Rocky par Jean-Baptiste Pollien
La sincérité est un comportement à double tranchant, car elle peut-être à la fois le véhicule de la grandeur comme la pourvoyeuse du ridicule. Mais même si son utilisation engendre des résultats aléatoires, aucune oeuvre majeure ne peut se passer de cet ingrédient instable.
Synopsis tiré de Wikipédia :
"Rocky Balboa est un jeune boxeur de Philadelphie. Il est entraîné par un ancien boxeur, travaille pour un usurier en collectant des dettes non payées et tombe amoureux d'Adrian, la sœur de son ami Paulie. Un jour, il est choisi pour combattre Apollo Creed, champion du monde de boxe..."

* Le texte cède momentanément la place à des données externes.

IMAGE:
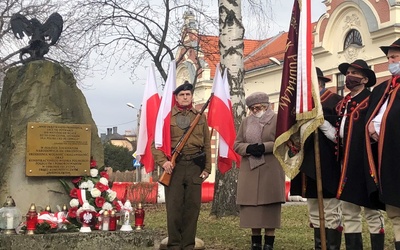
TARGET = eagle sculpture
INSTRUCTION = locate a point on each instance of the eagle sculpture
(42, 35)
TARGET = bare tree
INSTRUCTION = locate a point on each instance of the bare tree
(231, 52)
(125, 33)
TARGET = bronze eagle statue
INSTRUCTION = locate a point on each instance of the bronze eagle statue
(42, 35)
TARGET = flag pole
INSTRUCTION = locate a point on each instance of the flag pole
(319, 191)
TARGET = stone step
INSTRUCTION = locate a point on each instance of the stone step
(96, 240)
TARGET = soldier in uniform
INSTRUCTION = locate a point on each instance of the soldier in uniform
(183, 195)
(304, 183)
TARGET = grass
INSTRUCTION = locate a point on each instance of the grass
(225, 233)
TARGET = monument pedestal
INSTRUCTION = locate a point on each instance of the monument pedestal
(143, 239)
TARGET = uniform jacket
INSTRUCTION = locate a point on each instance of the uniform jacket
(266, 183)
(304, 183)
(384, 156)
(199, 140)
(354, 180)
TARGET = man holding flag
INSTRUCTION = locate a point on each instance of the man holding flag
(193, 165)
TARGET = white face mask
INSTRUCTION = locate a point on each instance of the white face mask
(394, 68)
(259, 114)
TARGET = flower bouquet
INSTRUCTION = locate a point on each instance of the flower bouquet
(93, 191)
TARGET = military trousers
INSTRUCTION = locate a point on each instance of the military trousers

Dans un Philadelphie poisseux, glauque et froid des années 70, l'infortuné Rocky Balboa jongle entre sa carrière finissante de boxeur amateur sous-payé et son activité illégale d'homme de main pour l'usurier local. La camera hante ainsi des lieux aussi sordides qu'insalubres, à l'instar de l'appartement minable de Rocky ou la salle d'entrainement dont on arrive à sentir la sueur suinter à travers l'écran. Mais c'est aussi et avant tout la solitude première du personnage qui nous jaillit à la figure, et ses tentatives maladroites d'y remédier. Les personnages trainent leur peine et leur désœuvrement dans un semblant de dignité touchante. La chance, sous la forme d'un match de boxe à l'enjeu providentiel, changera irrémédiablement le destin de ces personnages.
Rocky est tout d'abord l'histoire de Sylvester Stallone. Sans le sou et vagabondant de petits rôles minables en productions douteuses (comme le post-intitulé "L'étalon Italien"), le jeune acteur d'alors 29 ans pond dans l'urgence un script en trois jours. Bien que remanié à plusieurs reprises, cette histoire d'un boxeur de troisième zone saura séduire une paire de producteur qui donneront à Stallone la chance de sa vie : voilà le parallèle entre l'acteur et le rôle. L'opportunité à saisir et l'opiniâtreté seront des vertus mises en valeur à la fois à l'écran et hors tournage.
La confusion des trajectoires est le fil rouge du film comme de la saga qui suivra, dans sa grandeur comme dans sa décadence, puis sa rédemption finale. Stallone parle souvent de son alter-ego boxeur comme étant son côté "lumineux" (à l'inverse de John Rambo qu'il qualifie de côté sombre). Cela illustre parfaitement l'analogie entre les deux hommes : du rookie plus tout à fait jeune à la machine à gagner, puis du has been au retraité irrésolu, on retrouve la carrière de Stallone en filigrane de celle de Rocky.
La camera de John Alvidsen capte sobrement une image crue et rude qui colle au propos. L'esthétique cheap des années 70 inscrit le film dans la lignée des productions de l'époque et rappelle des oeuvres comme Taxi Driver. Le film sera pionnier dans l'utilisation de la steadycam, notamment lors de la célèbre séquence de montée des marches. L'enchainement de séquences en extérieur et de plans intimistes donnent au film un rythme insoupçonné pour une histoire qui manque pourtant bizarrement d'action. Enfin, la bande originale de Bill Conti insuffle l'ambition nécessaire à rendre l'ascension de Rocky spectaculaire et mémorable.
En empochant trois Oscars (montage, réalisation et meilleur film), Rocky devient non seulement un succès critique mérité, mais aussi un succès populaire qui ne se démentira pas avec le temps. Rare film à être passé aisément dans l'inconscient collectif, Rocky recèle de scènes mémorables, du fameux "training montage" au match final ponctué par son célèbre "Adrienne" signature, en passant par l'inoubliable "Gonna Fly now". Sans cesse cité, Rocky est l'oeuvre initiale et inégalée de Sylvester Stallone, vers laquelle il reviendra sans cesse sans véritablement y parvenir.
Reste à Rocky cette qualité désarmante qu'est la sincérité presque naïve d'un homme qui saisit sa chance.